With the Easter season now behind us we enter into the period of the calendar known as Ordinary Time which opens with several weeks of readings from Paul’s letter to the Romans. Here, Paul lays out the contours of what it means to live the new life of the resurrection. In Romans, Paul is at pains to distinguish between obedience to the Law of Moses and the life of faith in Jesus Christ.

From our vantage point, Paul is often difficult to read because he loves to get down in the weeds of the meaty issues of the time.  He’s at pains to contrast faith with works, with baptism not circumcision as the mark of belonging. Paul’s letters are written in a cultural and religious context different from ours. I find the trick with Paul is not to be distracted by his words so as to miss the radical quality of his vision for the Christian life –  a vision in which it is baptism not circumcision that matters.
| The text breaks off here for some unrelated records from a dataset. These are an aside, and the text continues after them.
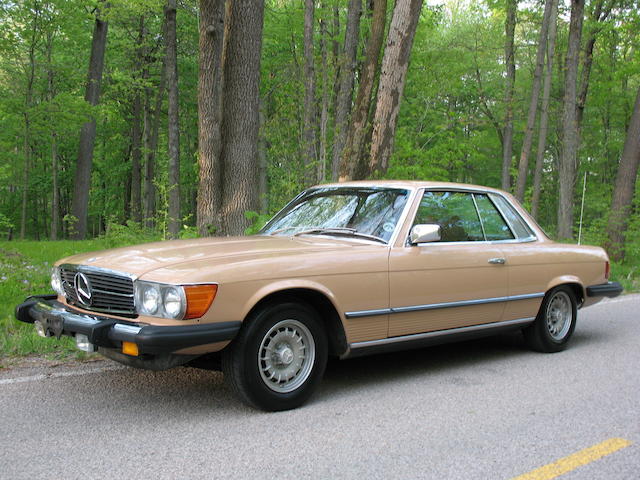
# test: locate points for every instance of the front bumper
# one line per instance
(57, 319)
(609, 289)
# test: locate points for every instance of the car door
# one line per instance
(457, 281)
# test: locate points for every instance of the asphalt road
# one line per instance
(487, 409)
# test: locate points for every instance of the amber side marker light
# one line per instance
(199, 299)
(130, 348)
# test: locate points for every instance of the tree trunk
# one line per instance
(209, 116)
(345, 82)
(55, 197)
(309, 117)
(392, 76)
(136, 129)
(173, 120)
(241, 114)
(625, 186)
(510, 79)
(600, 12)
(544, 111)
(569, 151)
(324, 112)
(152, 148)
(353, 153)
(82, 182)
(523, 166)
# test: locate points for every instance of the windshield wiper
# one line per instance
(339, 231)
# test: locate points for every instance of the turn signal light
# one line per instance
(199, 299)
(130, 348)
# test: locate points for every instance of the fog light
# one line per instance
(39, 328)
(83, 343)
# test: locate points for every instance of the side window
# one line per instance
(520, 228)
(495, 228)
(456, 214)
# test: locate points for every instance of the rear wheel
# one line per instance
(279, 357)
(555, 322)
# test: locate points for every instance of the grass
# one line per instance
(25, 269)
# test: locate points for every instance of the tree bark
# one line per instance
(209, 197)
(309, 128)
(347, 65)
(392, 77)
(173, 120)
(153, 129)
(324, 112)
(353, 153)
(55, 197)
(82, 182)
(569, 151)
(136, 128)
(599, 13)
(544, 111)
(523, 166)
(510, 79)
(241, 114)
(625, 186)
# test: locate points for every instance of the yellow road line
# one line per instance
(575, 460)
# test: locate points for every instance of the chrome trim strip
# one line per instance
(368, 313)
(441, 333)
(128, 329)
(434, 306)
(92, 269)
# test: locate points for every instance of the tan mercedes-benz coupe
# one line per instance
(344, 270)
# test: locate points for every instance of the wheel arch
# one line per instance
(573, 283)
(320, 302)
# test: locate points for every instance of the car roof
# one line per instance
(411, 184)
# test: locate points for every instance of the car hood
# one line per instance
(140, 259)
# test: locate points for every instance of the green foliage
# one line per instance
(257, 222)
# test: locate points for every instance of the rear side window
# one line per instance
(520, 228)
(456, 214)
(495, 228)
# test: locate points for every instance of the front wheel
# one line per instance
(279, 357)
(555, 322)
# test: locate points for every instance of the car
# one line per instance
(343, 270)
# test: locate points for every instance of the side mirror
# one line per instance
(424, 234)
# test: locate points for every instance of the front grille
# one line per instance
(110, 292)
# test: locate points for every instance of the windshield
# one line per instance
(350, 211)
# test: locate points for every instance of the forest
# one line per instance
(185, 118)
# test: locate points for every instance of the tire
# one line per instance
(555, 323)
(286, 377)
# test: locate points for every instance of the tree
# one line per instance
(345, 82)
(352, 155)
(137, 128)
(210, 115)
(392, 77)
(523, 165)
(569, 151)
(174, 120)
(241, 106)
(510, 78)
(310, 118)
(88, 131)
(624, 187)
(544, 111)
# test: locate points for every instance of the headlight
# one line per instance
(149, 297)
(174, 304)
(173, 301)
(56, 281)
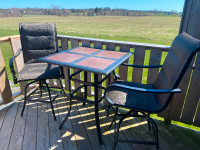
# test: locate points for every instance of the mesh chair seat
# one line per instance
(132, 99)
(38, 71)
On the 5th Sunday in Ordinary Time we read Romans 4 in the light of Genesis 12 which details the call of Abraham. In Romans 4, Paul is reminding his fellow Jews that it is Abraham not Moses who is the father of the nation. That the first covenant with Israel is the one God makes with Abraham – a covenant not of circumcision or at least not at first, but a covenant of faith. Paul’s direct argument in Romans 4 is that Abraham was reckoned righteousness through his faith in God – and not simply for his own sake but for ours because like Abraham, our relationship to God is a matter of faith i.e., baptism and not circumcision.

In the readings for Pentecost 2 or the 5th Sunday in Ordinary Time we see a continuous connecting thread. We have examples of the way both Paul and Jesus approach the Law of Moses. The difference is telling and demonstrates my earlier comments about why the epistles are the go-to texts for evangelical Christians.

Whereas Paul is the lawyerly lawyer – Jesus is the social renegade. Jesus challenges the aridity of a legalistic following of the Law not with complex legal argument like Paul does but by confronting the way the Law has submitted to cultural and social norms. He breaks these norms. He risks ritual impurity by eating with the unacceptable people. In response to Pharisee criticism, he notes God’s concern is with the sick not with those who define themselves as the healthy. God comes not to call the righteous but those who acknowledge their sinfulness. Jesus does not resort to complex invective but simply reminds the followers of the Law to soften their hearts – reminding them that God requires mercy not sacrifice.

We are living through a time in which the authoritarian politics of hate and exclusion are drawing energy from the submission of evangelical religion to the norms of white patriarchal culture with its values of racial superiority, hatred of women, and persecution of lesbian, gay and transgendered persons.

When religion submits to the values of a political culture of tribal exclusion – the result is the Reich Church of Nazi Germany with its wholehearted endorsement of the anti-Jewish laws, the Russkiy-mir of Putin’s tamed Russian Orthodox worldview promoting the virtues of a medieval conquest mindset, the Southern Baptist bully pulpit culture now feeding into a cycle of Republican sponsored discriminatory legislation amounting to a very unconservative governmental intrusion into the personal lives of Americans.  The result is always the same. When religion submits to the values of tribal political culture – sacrifice replaces mercy and hearts are hardened against those who pose a challenge simply by virtue of becoming vulnerable.